Le contenu ? L'objectif de donner envie de lire, d'éveiller la curiosité, d'informer de la parution de nouveaux ouvrages est partiellement atteint. A mon avis, trop de politique politicienne (on a déjà tout entendu, jusqu'à la nausée), impression parfois de communiqués de presse des "piètres penseurs", toujours les mêmes... On attend d'un tel magazine un positionnement plus rare, moins "microcosme", pas news du tout, différenciant... Exemple, la place exceptionnellement raisonnable accordée à la Chine (3 articles), à François Jullien et Anne Cheng (mais on aimerait aller plus loin). 

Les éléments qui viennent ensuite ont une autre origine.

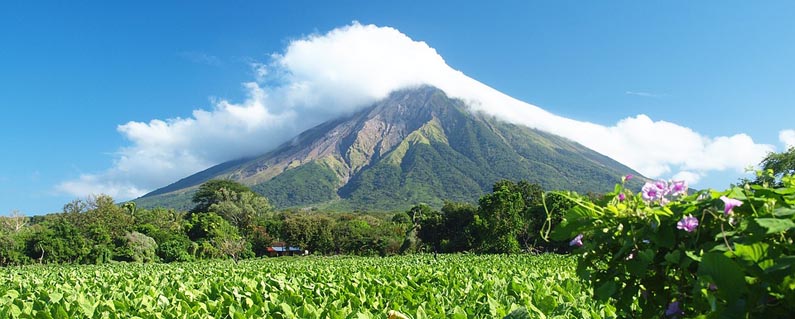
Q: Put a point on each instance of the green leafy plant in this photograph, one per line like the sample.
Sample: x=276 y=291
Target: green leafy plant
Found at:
x=660 y=253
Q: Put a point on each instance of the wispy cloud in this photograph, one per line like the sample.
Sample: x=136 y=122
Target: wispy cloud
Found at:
x=787 y=137
x=199 y=57
x=645 y=94
x=321 y=76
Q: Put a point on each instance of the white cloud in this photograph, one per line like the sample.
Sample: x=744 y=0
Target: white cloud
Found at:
x=320 y=77
x=690 y=177
x=787 y=137
x=200 y=58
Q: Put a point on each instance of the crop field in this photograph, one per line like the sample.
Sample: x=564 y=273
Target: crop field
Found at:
x=417 y=286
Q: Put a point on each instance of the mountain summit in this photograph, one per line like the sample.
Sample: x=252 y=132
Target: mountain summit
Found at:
x=416 y=145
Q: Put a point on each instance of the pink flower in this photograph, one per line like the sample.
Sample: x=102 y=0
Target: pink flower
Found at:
x=651 y=192
x=577 y=241
x=688 y=223
x=729 y=204
x=678 y=188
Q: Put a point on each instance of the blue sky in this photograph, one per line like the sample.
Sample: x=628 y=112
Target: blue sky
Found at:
x=73 y=72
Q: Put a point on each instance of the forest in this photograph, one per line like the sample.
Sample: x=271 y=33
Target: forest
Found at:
x=229 y=220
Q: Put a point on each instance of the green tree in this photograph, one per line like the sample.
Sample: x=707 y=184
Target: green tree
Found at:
x=213 y=234
x=777 y=165
x=240 y=209
x=139 y=248
x=208 y=193
x=500 y=218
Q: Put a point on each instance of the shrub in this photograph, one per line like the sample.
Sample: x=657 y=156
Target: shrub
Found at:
x=663 y=254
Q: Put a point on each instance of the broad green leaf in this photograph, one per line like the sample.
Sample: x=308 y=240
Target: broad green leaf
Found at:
x=725 y=273
x=752 y=253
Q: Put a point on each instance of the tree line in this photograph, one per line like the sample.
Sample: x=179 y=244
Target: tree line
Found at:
x=229 y=220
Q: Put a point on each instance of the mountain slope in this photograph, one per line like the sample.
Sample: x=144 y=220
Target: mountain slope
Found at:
x=417 y=145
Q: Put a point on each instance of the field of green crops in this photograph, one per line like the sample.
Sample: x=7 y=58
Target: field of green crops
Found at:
x=418 y=286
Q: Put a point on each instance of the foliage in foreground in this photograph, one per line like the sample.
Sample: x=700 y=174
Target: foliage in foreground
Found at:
x=420 y=286
x=712 y=254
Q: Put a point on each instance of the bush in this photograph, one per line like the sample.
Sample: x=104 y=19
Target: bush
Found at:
x=718 y=254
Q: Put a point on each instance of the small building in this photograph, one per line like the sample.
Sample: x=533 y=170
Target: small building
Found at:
x=281 y=249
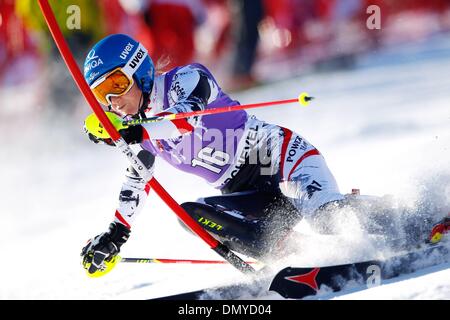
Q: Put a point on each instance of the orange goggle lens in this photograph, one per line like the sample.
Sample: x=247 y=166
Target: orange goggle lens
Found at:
x=115 y=83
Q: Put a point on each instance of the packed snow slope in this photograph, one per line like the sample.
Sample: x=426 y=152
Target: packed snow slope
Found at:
x=383 y=127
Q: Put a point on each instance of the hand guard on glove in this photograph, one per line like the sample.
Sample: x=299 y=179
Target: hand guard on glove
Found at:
x=97 y=133
x=104 y=247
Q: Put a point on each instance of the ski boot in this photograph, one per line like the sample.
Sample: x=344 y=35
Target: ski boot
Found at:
x=439 y=230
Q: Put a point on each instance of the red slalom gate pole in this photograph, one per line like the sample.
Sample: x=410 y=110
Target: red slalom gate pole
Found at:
x=303 y=100
x=120 y=143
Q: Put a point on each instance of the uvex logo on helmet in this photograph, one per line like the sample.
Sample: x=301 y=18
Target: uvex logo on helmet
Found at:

Peu d'annonceurs pour ce premier numéro : Allocine en quatre de couv, Radio France en 3 (pour les émissions sur les livres), les Editions du Félin en 2 ; à l'intérieur, quelques publicités pour une librairie (Mollat, Bordeaux, le magazine L'Histoire, evene.fr, un site sur l'art, Philosophie Magazine, donc des annonceurs captifs, principalement. Médiaplanning tautologique, conservateur par défaut. Quand même, ni Amazon, ni Gallimard, ni Hachette, ni chapitre.com ... Espace mal vendu ou mal acheté ? Pourtant, c'est dans une revue comme celle-ci que la publicité devrait évoquer les automobiles, les parfums, les montres, les vacances, les ordinateurs ... Evidemment, si l'on ne conçoit les plans médias qu'à partir des données en "bécanes" (AEPM ou OJD) dans les agences média, aucune chance. Car un titre nouveau n'y est pas, restant invisible aux repèrages du marché, aux médiaplanners... En revanche, on apprendrait du site Internet et de ses analytiques (mais je doute que Google Analytics y suffise) ... Associer la régie du papier à celle du site ? Pourquoi pas, même combat de l'affinité, de la long tail ? Transferts d'outils. A étudier ...

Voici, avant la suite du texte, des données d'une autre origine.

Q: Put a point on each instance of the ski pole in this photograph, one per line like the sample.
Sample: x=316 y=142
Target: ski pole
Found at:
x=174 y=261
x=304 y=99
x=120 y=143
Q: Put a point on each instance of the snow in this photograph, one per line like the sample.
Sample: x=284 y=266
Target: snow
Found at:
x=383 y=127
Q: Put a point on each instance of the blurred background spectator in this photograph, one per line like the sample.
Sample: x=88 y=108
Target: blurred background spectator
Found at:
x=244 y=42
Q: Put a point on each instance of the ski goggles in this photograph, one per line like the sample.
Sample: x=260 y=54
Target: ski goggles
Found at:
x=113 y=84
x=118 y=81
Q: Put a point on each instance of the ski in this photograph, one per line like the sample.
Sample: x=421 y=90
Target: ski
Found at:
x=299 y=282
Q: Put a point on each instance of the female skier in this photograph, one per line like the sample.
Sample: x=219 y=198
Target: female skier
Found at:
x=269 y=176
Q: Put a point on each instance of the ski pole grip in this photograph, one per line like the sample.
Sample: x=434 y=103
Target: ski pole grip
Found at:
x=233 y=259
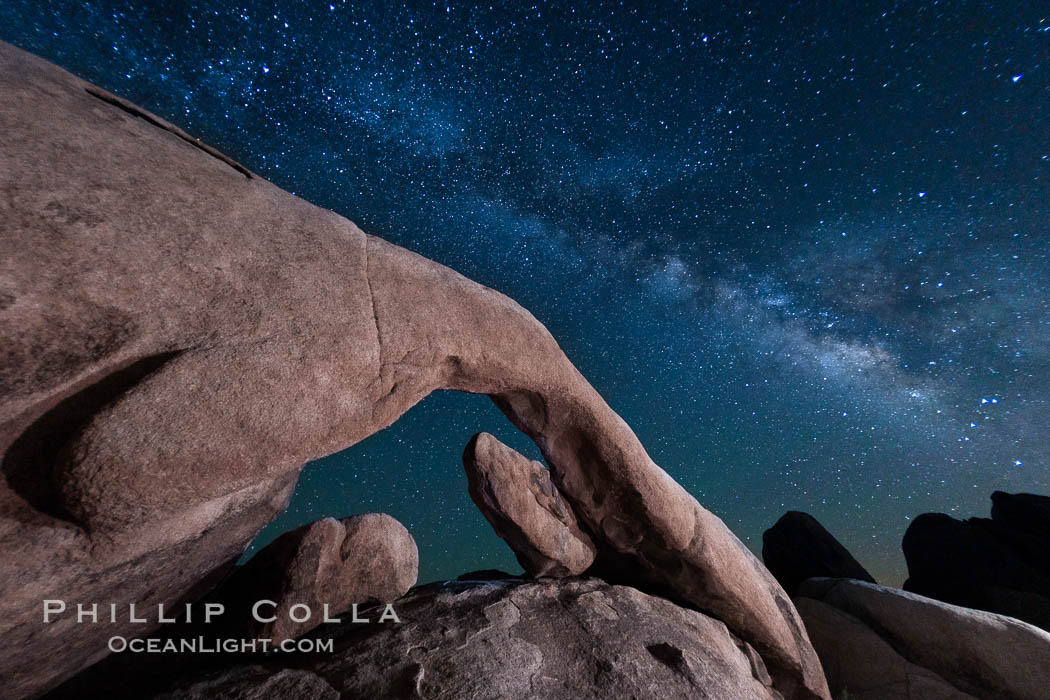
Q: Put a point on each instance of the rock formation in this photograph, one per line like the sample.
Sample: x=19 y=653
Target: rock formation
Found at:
x=357 y=559
x=1000 y=565
x=889 y=643
x=543 y=638
x=526 y=509
x=797 y=547
x=255 y=683
x=862 y=665
x=179 y=337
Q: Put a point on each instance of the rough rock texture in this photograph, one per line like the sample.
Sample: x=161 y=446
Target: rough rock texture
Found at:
x=526 y=509
x=978 y=653
x=553 y=638
x=1000 y=565
x=357 y=559
x=862 y=665
x=255 y=683
x=797 y=547
x=180 y=336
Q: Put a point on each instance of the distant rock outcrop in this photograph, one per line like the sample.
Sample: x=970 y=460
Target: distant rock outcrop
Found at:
x=323 y=567
x=526 y=509
x=885 y=643
x=548 y=638
x=179 y=337
x=797 y=547
x=1000 y=565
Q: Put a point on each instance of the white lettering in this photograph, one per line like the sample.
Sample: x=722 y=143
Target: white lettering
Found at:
x=212 y=610
x=389 y=614
x=291 y=612
x=255 y=611
x=82 y=612
x=53 y=607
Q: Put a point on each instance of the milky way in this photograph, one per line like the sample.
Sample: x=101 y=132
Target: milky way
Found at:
x=804 y=252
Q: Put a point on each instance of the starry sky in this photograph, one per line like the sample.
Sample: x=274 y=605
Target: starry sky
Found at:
x=803 y=249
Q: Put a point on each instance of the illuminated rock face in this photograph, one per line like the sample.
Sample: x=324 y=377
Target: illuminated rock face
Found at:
x=526 y=509
x=180 y=337
x=317 y=572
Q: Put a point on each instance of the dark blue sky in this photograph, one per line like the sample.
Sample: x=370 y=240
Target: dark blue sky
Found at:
x=803 y=249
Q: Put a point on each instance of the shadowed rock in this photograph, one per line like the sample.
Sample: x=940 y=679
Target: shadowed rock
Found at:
x=862 y=665
x=210 y=334
x=357 y=559
x=978 y=653
x=555 y=639
x=1000 y=565
x=797 y=547
x=255 y=683
x=525 y=508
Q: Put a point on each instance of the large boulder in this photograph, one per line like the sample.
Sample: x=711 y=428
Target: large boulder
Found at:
x=327 y=567
x=179 y=337
x=797 y=547
x=526 y=509
x=862 y=665
x=973 y=652
x=563 y=638
x=1000 y=565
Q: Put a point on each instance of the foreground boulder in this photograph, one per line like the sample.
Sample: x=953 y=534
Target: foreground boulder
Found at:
x=888 y=643
x=179 y=337
x=553 y=638
x=797 y=548
x=862 y=665
x=326 y=566
x=1000 y=565
x=526 y=509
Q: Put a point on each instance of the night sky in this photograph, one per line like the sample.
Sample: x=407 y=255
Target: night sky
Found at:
x=802 y=249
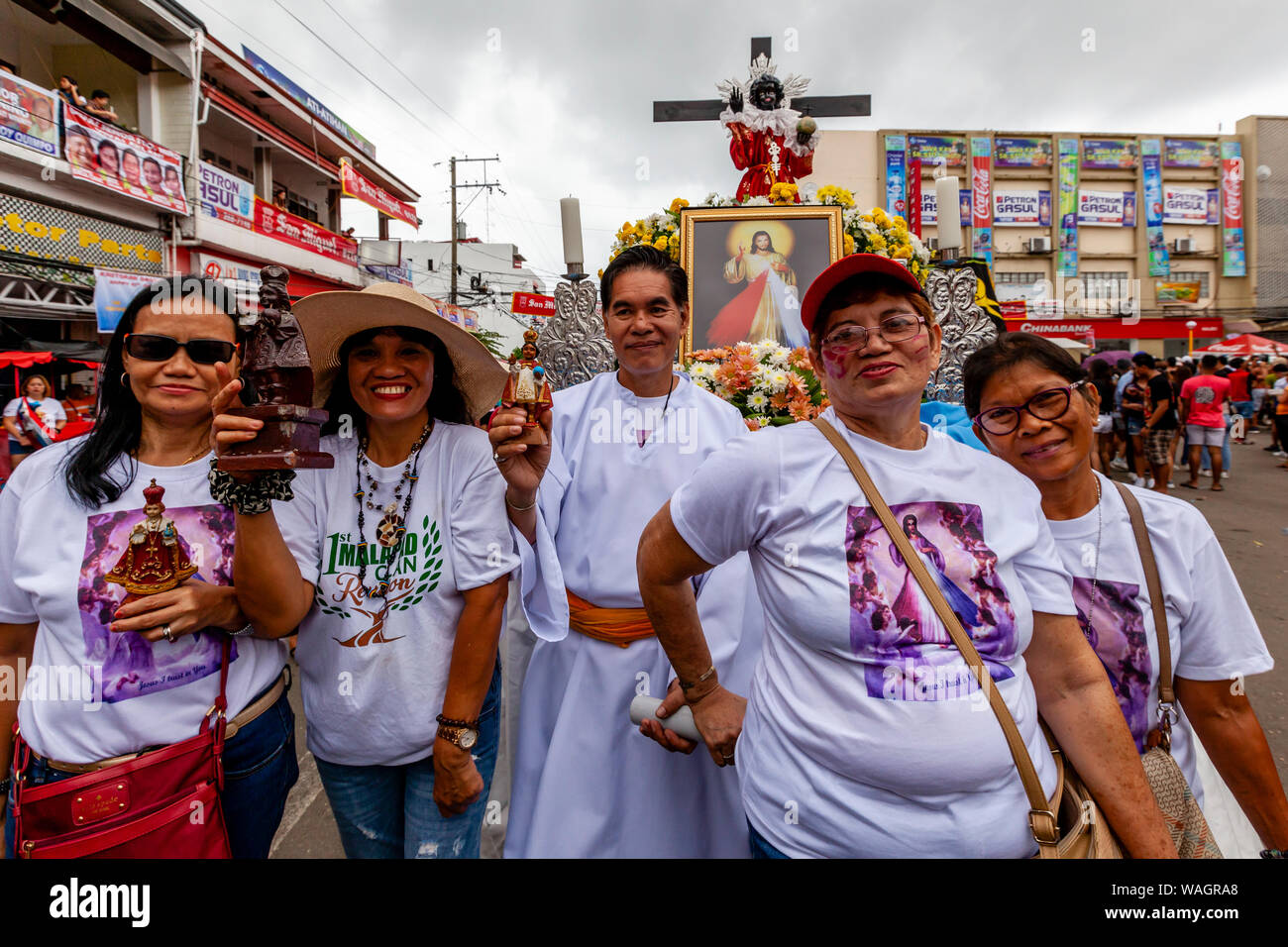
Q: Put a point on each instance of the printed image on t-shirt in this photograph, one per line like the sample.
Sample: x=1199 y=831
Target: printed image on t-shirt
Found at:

600 "rédacteurs", annonce le magazine pour le site. Quel est leur statut ? Journalistes ? "Jeunes chercheurs, journalistes, militants politiques, syndicaux et associatifs et créateurs de sites Internet" dit la présentation au-dessus de l'ours. On n'est pas loin d'une sorte de crowd sourcing restreint... Intéressant.

Alors que les grands prédicants déclarent la presse papier condamnée, le mouvement à rebours de NonFiction.fr suscite l'intérêt. Tentation du modèle mixte ? Oracom prend des riques : pourquoi pas ? Spécialisé dans la presse des télécoms et du numérique (plus d'une douzaine de titres), l'éditeur a l'habitude des esssais et erreurs ... Voici une contribution en acte aux Etats généraux de la presse écrite !

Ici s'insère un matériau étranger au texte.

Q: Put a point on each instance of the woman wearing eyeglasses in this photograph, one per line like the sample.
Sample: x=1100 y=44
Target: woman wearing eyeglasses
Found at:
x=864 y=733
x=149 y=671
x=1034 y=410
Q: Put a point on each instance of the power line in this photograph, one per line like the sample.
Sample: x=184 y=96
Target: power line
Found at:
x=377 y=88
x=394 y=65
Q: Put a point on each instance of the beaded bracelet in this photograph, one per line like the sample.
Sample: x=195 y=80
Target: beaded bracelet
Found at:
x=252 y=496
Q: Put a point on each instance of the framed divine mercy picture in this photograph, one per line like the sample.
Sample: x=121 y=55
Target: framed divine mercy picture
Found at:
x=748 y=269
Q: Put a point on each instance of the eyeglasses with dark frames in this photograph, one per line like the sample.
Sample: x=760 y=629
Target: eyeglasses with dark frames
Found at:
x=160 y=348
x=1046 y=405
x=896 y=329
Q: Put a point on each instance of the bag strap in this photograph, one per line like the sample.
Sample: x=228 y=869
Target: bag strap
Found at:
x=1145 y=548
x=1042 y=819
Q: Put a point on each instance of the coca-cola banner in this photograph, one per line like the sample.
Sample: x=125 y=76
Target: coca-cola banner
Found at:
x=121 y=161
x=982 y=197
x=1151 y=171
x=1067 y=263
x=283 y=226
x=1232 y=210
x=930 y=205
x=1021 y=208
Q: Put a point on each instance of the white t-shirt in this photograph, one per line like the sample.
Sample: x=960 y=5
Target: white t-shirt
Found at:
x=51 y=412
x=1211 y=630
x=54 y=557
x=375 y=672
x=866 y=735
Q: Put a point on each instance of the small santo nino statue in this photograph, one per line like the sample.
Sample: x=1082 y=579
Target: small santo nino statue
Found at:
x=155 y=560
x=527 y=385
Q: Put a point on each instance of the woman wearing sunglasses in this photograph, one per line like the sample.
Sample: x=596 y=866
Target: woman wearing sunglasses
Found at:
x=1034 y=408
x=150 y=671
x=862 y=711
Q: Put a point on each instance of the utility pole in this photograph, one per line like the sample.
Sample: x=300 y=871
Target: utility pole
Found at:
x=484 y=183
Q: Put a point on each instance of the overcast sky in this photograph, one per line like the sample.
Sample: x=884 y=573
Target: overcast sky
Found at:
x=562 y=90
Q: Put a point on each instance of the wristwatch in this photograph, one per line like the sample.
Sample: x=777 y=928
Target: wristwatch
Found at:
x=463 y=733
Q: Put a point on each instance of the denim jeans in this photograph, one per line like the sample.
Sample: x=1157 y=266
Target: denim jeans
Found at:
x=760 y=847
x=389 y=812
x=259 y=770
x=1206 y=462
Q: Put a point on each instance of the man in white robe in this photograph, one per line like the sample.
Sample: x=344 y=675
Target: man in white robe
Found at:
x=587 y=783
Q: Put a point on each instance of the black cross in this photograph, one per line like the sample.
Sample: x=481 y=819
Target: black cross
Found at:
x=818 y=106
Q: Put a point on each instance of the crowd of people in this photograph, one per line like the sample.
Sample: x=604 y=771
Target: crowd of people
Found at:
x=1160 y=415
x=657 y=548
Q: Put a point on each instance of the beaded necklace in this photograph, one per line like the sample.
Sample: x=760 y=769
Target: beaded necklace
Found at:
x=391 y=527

Même si l'on redoute une diminution des ventes de livres et le basculement éventuel des lectures sur suppports électroniques, le modèle économique mixte attire les magazines consacrés aux livres, chacun visant son segment particulier : la non-fiction"l'actualité par les livres du monde" (Books Mag), les romans (Service Littéraire, "le magazine des écrivains fait par les écrivains" consacré aux romans et qui se veut un "Canard Enchaîné culturel") ... pour ne citer que les très récents. 

En suivant ces innovations hardies, à contre-courant, on pense à cette remarque de Stendhal dans Le Rouge et le Noir (II, XI), digne de Mandelbrot : "Quelle est la grande action qui ne soit pas un extrême au moment où on l'entreprend ? C'est quand elle est accomplie qu'elle semble possible aux êtres du commun." En gestion, seul le réalisé prouve le possible ; le non réalisé ne prouve rien, et surout pas l'impossible. Donc, suivons l'avenir de cette initiative.